An article in the Washington Examiner led me to Stockholm Research Reports in Demography. Now demography interests me – and Miska Simanainen also wrote an article contrasting Putnam’s views on Social Capital with Bourdieu’s that matched my thoughts – and he’s working on his dissertation at Stockholm.
His paper is available here – and I hope I’m not the only one to click the link and read it. The Finnish government funds some intriguing social studies, and this is one of them. I’ve lived my professional career in a world of work where treating women fairly has been a priority (and having both a wife and daughter that seems a good idea to me).

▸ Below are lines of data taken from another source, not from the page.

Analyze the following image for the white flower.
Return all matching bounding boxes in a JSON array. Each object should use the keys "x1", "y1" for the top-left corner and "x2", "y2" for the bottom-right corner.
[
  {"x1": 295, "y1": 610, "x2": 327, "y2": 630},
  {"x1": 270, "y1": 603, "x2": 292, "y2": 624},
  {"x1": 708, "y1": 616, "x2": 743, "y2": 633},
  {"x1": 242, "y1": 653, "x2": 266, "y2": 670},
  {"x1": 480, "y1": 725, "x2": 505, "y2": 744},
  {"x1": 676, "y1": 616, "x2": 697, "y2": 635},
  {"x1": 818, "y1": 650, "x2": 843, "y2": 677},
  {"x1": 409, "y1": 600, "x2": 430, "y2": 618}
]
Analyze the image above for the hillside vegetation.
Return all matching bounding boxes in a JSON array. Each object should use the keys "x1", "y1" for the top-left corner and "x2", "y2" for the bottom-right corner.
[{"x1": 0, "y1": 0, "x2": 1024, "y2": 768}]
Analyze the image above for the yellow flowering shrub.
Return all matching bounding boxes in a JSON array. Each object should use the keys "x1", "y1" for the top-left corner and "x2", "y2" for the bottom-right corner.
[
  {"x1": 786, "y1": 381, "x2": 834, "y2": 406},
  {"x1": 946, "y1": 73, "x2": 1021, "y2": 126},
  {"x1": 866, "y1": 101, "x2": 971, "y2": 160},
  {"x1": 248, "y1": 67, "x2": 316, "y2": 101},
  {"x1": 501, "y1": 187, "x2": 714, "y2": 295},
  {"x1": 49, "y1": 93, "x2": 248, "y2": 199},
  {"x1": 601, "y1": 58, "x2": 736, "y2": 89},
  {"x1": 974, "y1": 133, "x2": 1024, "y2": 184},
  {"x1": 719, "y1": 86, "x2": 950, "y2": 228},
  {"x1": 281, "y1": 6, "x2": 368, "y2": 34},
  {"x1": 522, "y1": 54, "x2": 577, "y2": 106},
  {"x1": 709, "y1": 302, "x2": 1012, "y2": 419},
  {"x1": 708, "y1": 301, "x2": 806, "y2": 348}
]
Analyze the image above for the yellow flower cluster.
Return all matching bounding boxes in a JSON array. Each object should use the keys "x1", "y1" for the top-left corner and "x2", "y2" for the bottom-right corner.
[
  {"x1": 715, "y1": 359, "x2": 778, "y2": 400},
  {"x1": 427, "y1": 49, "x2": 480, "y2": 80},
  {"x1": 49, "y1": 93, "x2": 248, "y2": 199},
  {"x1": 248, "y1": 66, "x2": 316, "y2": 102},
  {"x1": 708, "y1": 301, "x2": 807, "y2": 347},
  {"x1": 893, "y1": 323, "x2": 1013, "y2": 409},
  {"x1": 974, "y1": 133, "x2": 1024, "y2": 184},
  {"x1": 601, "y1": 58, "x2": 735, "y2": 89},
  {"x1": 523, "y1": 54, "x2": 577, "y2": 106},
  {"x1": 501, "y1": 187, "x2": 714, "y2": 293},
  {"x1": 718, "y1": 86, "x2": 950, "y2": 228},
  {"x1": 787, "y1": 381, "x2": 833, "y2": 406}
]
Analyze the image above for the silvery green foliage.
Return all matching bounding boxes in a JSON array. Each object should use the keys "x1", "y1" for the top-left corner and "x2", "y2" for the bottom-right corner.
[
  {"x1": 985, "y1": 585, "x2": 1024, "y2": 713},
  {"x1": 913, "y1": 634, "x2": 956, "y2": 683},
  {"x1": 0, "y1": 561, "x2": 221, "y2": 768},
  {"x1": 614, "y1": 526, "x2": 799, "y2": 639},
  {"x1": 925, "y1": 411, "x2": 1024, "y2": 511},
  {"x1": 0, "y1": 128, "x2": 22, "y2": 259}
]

Simanainen’s study deals with birth rates – and demographic transition theory pretty much calls for birth rates to drop as societies move into modernity – which the Finns definitely have done.
The abstract reads: “The study analyzes how a guaranteed income program that significantly increases work incentives affects childbearing among previously unemployed women. Results from previous research indicate that improving individuals’ financial circumstances could increase fertility by compensating for the costs of childbearing. However, overall changes in cash incentive structures may create causal mechanisms with opposite effects. The study provides new empirical evidence on the effect of cash transfers on childbearing by using register data from the Finnish basic income experiment conducted in 2017–2018. The intervention aimed to increase returns from employment relative to unemployment but, at the same time, disincentivized childbearing in relation to competing activities, such as employment and studying. The experiment offers a unique opportunity to study the causal effect of changes in income and cash incentives on childbearing decisions. The results of the study indicate that the experiment had a negative effect on the probability of having children among women who received basic income and a positive effect among women whose spouses received basic income. The findings emphasize the importance of considering the overall changes in the cash incentives when reforming tax-benefit policies to avoid potentially undesired social consequences.”
Obviously, I highlighted the important part of the study – if you’re a government official wanting to increase the birth rate, the right approach is to provide men with more cash, not women.
You can read the whole study at the link. It reminded me to review Merton’s great paper “Unanticipated Consequences of Purposive Social Action.”